Yanlışlardan bir tanesi de şu. Elde edilen başarı etkisiz hale getirilen terörist sayısıyla ölçülmesi konusu. Bunun yapılmaması lazım. Başarı etkisiz hale getirilen terörist sayısına endekslenmemeli. Burada önemli olan husus, teröristlerin inisiyatifinde gerçekleştirilen olay sayısı nedir? Eğer siz bu sayıları alta çekebiliyorsanız başarı burada. Onun için diyoruz ki elbette terörle mücadelede göreviniz, kabul edilebilir asgari düzeye indirebilmek. Güvenlik kuvvetleri, teröristle karşılaştığı zaman gayet tabi silahla karşılık olacak. Kendisine silah çevirene elbette silahla cevap verecek. Fakat terörle mücadeleyi sadece bu sayılarla başarıyı ölçmeye kalkarsanız yanlış sonuçlara gidilebilir."

-MEDYANIN ÖNEMLİ GÖREVİ-

Sadece bu yıl örgütten 64 kişinin kaçarak teslim olduğunu açıklayan Genelkurmay Başkanı, "Terör örgütünün en çok korktuğu şey örgütten kaçışlardır. Öldürüyorlar zaten kaçmamaları için. Bu da önemli bir husustur" dedi. Başbuğ terörle mücadele en önemli unsurlardan birinin de medya olduğunu söyledi. Terör örgütlerinin yaymaya çalıştığı dehşet ve korkunun önüne geçilebilmenin medya ile mümkün olabileceğini ifade eden 50 dakikalık konuşmasının son bölümünü medyanın önemi ayırdı. Başbuğ şunları söyledi:
"Toplumun terörle mücadeledeki kararlılığı da çok önemli. Örgütün yaymaya çalıştığı dehşetin ve korkunun önüne geçebilmek için, en önemli görev medyanındır. Medya bu görevi yapmazsa ülkede dedikodular çıkar. Bu çok daha tehlikeli.

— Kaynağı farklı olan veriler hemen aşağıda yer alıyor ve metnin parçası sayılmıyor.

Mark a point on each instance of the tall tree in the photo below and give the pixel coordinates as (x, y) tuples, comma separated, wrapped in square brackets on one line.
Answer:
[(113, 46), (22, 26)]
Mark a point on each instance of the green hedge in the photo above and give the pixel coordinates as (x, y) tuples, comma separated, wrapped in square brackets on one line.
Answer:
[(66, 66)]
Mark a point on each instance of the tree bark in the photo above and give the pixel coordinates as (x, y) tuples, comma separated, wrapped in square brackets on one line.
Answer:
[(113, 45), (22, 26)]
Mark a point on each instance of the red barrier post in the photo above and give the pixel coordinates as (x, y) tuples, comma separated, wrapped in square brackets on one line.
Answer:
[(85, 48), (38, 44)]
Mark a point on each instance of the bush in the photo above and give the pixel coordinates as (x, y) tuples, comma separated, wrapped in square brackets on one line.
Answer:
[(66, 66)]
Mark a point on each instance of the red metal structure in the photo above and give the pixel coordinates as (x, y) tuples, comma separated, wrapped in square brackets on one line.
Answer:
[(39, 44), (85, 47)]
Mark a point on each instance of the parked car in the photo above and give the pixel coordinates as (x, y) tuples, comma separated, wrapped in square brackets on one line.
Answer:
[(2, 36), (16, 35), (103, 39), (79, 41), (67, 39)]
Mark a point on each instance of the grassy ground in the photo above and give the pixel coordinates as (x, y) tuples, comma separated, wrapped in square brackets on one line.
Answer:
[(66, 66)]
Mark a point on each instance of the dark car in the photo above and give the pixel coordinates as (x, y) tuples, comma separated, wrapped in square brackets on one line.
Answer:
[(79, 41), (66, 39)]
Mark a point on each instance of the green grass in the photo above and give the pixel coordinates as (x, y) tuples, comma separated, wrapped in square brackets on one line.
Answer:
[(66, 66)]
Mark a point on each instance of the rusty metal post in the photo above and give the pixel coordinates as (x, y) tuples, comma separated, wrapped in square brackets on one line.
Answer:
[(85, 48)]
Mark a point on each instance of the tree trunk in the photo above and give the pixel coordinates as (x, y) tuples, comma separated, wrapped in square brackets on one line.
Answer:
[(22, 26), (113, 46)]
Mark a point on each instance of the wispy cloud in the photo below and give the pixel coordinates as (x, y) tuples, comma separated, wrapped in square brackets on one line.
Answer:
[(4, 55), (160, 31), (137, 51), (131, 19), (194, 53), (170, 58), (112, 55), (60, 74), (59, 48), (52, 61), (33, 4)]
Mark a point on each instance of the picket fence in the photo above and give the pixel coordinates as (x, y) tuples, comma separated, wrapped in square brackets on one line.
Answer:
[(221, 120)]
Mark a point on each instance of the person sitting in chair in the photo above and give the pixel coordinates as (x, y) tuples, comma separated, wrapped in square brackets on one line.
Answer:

Medya doğru bilgilere dayanarak kamuoyunu bilgilendirmelidir. Bazen toplantıyla, bazen sunum vasıtasıyla bu haberler veriliyor. Bazen de işte bu durumların yansıtılması, ayrıntılı incelenmeden sunuluyor. Bu konuya da iki taraflı bakmak lazım. Eğer siz medyaya zamanında, bilgi vermezseniz medya ne yapacak? Biz olan olaylarla ilgili olarak biz doğru zamanda veriyor muyuz vermiyor muyuz? Bunu da sorgulamak lazım. Vermezseniz, medya sağdan soldan duyduğu görevi yapmak zorunda. Bunun önemli olduğunu düşünüyorum.

Elbette haber özgürlüğüne saygılıyız. Ama bazen bu özgürlüklerin, topluma zarar verme sınırını da kabul etmemiz lazım. Medya şu suali sormalı. Evet ben vereceğim, ama bu haber topluma yararlı mı oluyor, zararlı mı oluyor? Medyanın teröristlerce araçlaştırılması ve dünyaya aktarılan terör görüntüler, terörün küreselleşmesinde büyük öneme sahip.

Bu nedenle diyoruz ki medyada terör haberleri sunulurken, gerçekten bu haberlerin kapsamı, verileceği sürede çok önemli, tekrarlar çok önemli. Doğru bilgiye dayanması çok önemlidir, bununla yönelik olarak da bizlere görev düşüyor. Doğru bilgiyi zamanında biz vermeliyiz. Ama medyada bunu yaparken, haberlerin süresine dikkat etmesi lazım. Bir olayı iki dakikada veriyorsanız, iki dakikada verin, 15 dakikada vermeyin. Bir haberi 10 kere göstermeyelim. Tekrarlar çok önemli. Çünkü terör olaylarının uzun süreli verilmesi, terör örgütünün maksadına hizmet ediyor."